I tend to call these kind of shows the "Behind The Music: The Musical" musicals. That's because it's much much easier to do this kind of bio approach in a shorter TV format, with archival visuals, interviews, etc. But onstage, indeed, it has to be about the songs and how to get from one to another - and most singer/songwriter's personal/professional lives aren't easily fit into that format, beyond the expected cliches. It seems to me that the books to Jersey Boys and Beautiful rose very well above that banality, but that in general it's not going to be an easy thing to do.

 

However, I'm excited at the prospect that Jeff Whitty of Avenue Q fame will be writing the book to the upcoming Go-Go's jukebox show, which is currently titled Head Over Heels.
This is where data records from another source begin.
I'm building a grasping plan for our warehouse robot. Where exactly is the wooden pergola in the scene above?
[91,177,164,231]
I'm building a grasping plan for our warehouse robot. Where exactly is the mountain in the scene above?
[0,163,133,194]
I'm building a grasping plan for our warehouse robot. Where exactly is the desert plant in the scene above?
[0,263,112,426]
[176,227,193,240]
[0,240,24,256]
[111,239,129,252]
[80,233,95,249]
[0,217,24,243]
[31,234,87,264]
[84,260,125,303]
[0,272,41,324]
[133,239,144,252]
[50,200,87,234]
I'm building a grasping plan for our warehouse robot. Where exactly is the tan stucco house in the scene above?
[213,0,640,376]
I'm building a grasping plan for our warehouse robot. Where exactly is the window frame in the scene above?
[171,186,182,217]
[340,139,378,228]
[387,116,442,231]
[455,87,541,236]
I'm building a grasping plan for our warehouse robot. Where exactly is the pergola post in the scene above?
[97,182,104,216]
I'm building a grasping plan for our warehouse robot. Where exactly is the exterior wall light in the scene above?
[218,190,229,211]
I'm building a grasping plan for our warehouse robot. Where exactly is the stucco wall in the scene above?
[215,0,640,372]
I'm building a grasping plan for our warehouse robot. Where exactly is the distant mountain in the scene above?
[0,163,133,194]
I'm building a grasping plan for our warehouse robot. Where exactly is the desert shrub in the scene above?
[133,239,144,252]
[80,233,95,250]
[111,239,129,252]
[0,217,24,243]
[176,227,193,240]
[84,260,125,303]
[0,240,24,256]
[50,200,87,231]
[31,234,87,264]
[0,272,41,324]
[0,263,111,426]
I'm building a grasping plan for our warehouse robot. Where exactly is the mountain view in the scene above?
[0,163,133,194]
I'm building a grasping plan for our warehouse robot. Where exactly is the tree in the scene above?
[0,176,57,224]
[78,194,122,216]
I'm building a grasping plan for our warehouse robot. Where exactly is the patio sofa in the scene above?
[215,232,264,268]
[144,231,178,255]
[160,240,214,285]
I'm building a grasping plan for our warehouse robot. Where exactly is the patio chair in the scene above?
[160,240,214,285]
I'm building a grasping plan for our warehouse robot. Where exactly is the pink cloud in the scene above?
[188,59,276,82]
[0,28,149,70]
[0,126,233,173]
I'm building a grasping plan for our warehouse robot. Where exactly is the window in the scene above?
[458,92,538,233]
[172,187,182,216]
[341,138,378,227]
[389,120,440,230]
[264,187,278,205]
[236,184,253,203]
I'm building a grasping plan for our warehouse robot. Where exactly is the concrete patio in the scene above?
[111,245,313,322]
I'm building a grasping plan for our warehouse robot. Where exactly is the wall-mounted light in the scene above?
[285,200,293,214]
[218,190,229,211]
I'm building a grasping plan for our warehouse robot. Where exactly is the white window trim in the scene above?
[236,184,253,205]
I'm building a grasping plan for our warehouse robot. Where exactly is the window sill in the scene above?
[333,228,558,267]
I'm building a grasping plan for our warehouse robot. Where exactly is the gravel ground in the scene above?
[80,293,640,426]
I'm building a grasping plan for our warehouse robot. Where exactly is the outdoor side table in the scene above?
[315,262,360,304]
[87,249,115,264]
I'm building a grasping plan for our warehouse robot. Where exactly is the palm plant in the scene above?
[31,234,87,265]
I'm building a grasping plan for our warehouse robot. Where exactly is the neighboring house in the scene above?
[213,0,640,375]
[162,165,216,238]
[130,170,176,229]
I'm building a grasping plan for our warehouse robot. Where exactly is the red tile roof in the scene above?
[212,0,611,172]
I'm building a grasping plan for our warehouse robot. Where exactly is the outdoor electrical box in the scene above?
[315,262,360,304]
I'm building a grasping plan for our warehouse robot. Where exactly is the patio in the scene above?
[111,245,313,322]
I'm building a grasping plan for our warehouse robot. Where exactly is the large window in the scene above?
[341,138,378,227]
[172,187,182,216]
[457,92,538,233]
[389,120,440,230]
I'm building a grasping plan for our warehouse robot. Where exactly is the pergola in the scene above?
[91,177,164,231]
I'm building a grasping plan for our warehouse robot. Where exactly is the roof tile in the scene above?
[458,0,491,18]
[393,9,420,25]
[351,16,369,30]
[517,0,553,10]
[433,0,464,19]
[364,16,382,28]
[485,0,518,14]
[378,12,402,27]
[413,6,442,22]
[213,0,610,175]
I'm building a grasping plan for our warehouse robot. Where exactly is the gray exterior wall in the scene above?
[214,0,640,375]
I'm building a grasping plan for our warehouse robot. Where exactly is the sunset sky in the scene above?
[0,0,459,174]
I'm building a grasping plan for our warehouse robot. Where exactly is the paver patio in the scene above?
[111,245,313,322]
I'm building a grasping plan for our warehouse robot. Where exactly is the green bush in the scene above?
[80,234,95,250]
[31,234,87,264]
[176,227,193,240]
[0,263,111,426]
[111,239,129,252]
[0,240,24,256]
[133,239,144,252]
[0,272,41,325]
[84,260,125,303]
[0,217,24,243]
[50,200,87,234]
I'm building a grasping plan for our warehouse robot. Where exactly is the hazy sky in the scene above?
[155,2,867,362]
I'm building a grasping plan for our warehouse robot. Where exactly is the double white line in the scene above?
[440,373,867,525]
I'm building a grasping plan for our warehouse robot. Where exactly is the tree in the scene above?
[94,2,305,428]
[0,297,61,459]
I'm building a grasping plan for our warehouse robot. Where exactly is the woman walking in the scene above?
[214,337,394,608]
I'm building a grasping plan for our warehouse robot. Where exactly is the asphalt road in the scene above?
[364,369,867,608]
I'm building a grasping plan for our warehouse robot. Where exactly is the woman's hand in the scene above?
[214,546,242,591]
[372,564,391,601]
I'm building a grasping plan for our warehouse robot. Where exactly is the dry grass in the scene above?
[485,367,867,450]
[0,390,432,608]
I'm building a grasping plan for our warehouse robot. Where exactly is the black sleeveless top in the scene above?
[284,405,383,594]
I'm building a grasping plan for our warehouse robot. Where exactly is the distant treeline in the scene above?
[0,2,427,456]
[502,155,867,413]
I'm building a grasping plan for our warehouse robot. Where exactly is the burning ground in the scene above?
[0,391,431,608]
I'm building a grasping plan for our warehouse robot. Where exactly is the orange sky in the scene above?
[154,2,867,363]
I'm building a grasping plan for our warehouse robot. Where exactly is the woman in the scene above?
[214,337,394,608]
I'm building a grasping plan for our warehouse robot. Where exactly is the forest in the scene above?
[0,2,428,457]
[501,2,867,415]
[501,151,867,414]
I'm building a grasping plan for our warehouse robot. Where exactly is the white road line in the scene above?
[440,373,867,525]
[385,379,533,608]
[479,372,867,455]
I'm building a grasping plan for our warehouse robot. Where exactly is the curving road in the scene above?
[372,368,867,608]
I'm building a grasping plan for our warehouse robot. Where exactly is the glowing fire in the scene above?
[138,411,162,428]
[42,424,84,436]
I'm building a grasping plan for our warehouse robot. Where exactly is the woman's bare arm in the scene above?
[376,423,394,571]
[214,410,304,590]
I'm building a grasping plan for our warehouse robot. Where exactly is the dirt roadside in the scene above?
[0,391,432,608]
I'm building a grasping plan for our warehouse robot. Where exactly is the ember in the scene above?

That could be interesting.

 

But in general, I tend to wish that producers/directors/writers would go for the revue approach instead - where the songs really can showcase themselves without the filler. One of the earliest jukebox shows, Smokey Joe's Cafe, did quite well without one single word of dialogue (and you can always go looking for info on writers Leiber and Stoller afterwards - just the nostalgia for the songs is enough to keep the show cooking along - and it's a great fun musical meal, lol). And the show that I consider to be the king of all Broadway "composer catalogue revues" - Ain't Misbehavin' - has very very little dialogue, and most of what is there is craftily made up of Fats Waller's own bon mots. But still, the songs provided their own contexts - you really didn't need anything else.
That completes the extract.